Intro to CUDA
Modern game engines have a lot going on. With so many different subsystems competing for resources, multi-threading is a way of life. As multi-core CPUs have gotten cheaper and cheaper, game developers have been able to more easily take advantage of parallelism. While Intel and AMD fight to bring more cores and more cores to the CPU, GPUs have been easily surpassing them for raw parallel abilities. Modern GPUs contain thousands of cores, allowing tens of thousands of threads to execute code simultaneously. This presents game developers with yet another opportunity to add parallelism to their programs. In separate threads, an engine may want to perform a search or sort against a large amount of data, pre-process trees, generate a large amount of random data, process an image or perform calculations to be used for a transformation or collision detection. Any parallel computational task can be a good candidate for offloading to the GPU. This article aims to show you one possible way of harnessing that ability in a game using NVidia's CUDA.

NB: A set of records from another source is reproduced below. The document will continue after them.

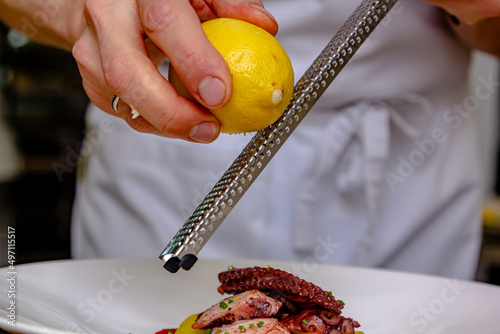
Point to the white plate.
(140, 297)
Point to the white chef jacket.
(384, 170)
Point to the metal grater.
(181, 251)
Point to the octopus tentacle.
(265, 279)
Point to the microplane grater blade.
(181, 251)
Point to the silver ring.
(114, 104)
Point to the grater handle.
(182, 250)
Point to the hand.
(124, 41)
(468, 11)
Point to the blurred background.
(42, 106)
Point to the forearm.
(54, 22)
(483, 35)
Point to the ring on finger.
(114, 106)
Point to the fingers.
(124, 42)
(252, 11)
(175, 28)
(122, 67)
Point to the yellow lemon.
(261, 71)
(185, 326)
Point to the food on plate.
(269, 301)
(261, 71)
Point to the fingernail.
(263, 10)
(204, 132)
(212, 91)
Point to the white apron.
(382, 172)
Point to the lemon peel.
(261, 71)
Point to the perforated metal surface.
(183, 248)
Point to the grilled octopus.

CUDA is both a parallel platform and model that allows code to run directly on the processing cores that make up modern GPUs. It was created by NVidia and currently only supported on NVidia's hardware. It is similar to OpenCL in the idea but different in execution. Using CUDA is as simple as having a recent NVidia graphics card and downloading the free SDK. Links for Windows, Linux and Mac OSX can be found here. While it is proprietary to NVidia, the programming model is easy to use and supported by many languages such as C/C++, Java and Python and is even seeing support on ARM7 architectures. The CUDA programming syntax itself is based on C and so pairs well with games written in C or C++. The CUDA code you write is compiled to object code with NVidia's nvcc compiler and then is linked with standard C code using gcc or Visual Studio to produce the final program. For simple programs, the same file can be used to contain both your entry point and your CUDA function(s). After downloading and installing the toolkit, compiling CUDA code can be done from the command line with the nvcc compiler or through Visual Studio using the CUDA Runtime template which makes it easy to combine standard C/C++ and CUDA code files together in one project.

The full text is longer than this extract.